SXSW: The next big web disruption: location, location, location

 

The web started out organised around information. Search, particularly Google, thrived from making sense of this information, helping people find it. Then, the social web emerged. People, comment and opinion got appended to information. And right now, the web is being rebuilt about people, who are becoming the defining organising principle of the web. Information is now appended to people, not the other way around. 

But another disruption is coming, this time triggered by social combined with hardware; the mobile, and how it allows a powerful combination of social and location based filtering of information and experiences. 

In a SXSW talk, the founder of Foursquare, Dennis Crowley, described how the platform is evolving from being a social, location based game to  "finding the best stuff close to you." They now have over 3 billion, real-time, socially referenced, location based data points, created by 30m people, within their platform. The community is growing by 1.5 m people a year. 

Foursquare is suddenly a highly localised, socialised search engine; a highly potent utility. You are able to use it to identify where you friends are, or have been, and quite possibly, whether they've liked or recommended these localities. 

Clearly, this is significant opportunity for businesses and brands to effectively, precisely target. For some businesses, big upside up for grabs. However, for other businesses this utility may prove highly disruptive. 

As use of this locationXsocial search based utilities becomes wide spread (which it will, whether it be Foursquare or another platform) it allows consumers, in times and places when they've historically relied on known, trusted brands to make safe choices, to step beyond and start exploring with confidence.
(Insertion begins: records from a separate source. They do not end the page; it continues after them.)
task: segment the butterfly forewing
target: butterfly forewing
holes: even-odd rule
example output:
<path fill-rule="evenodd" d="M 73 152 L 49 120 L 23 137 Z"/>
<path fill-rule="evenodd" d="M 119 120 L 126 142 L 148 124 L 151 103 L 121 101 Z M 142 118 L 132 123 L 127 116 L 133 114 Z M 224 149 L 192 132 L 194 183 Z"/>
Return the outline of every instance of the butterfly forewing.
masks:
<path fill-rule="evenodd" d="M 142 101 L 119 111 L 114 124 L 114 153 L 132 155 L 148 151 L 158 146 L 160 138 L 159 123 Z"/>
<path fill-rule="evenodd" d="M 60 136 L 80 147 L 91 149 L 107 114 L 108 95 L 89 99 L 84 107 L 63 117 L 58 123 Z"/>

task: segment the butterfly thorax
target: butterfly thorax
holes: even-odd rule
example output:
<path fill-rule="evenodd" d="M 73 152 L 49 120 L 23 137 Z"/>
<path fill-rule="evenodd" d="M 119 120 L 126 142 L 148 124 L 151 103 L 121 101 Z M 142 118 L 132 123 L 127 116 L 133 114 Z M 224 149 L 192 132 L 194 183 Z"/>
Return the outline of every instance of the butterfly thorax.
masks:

The previously unknown becomes known, and one of the core strengths – convenience and trust, i.e. relevance – of big chain brands gets undermined. Big retail and food chains brands particularly should be paying attention. 

No longer do I need Subway to find a decent sandwich in a new suburb. 

No longer do I have to look for a Westfield to find good shopping. 

This seriously ups-the-ante for these big chain brands. 

How are they going to use location based social search to their advantage before it yanks the rug? 

Will convenience and trust be reinvented? 

Will the long tail of retail and food re-emerge? 

What other categories will this disrupt and how? 

Will local again trump global? 

Answers to these huge questions will have to wait, but what is for certain is it those brands that get on the front foot and embrace location based social search that have the best chance of winning the battle for relevance.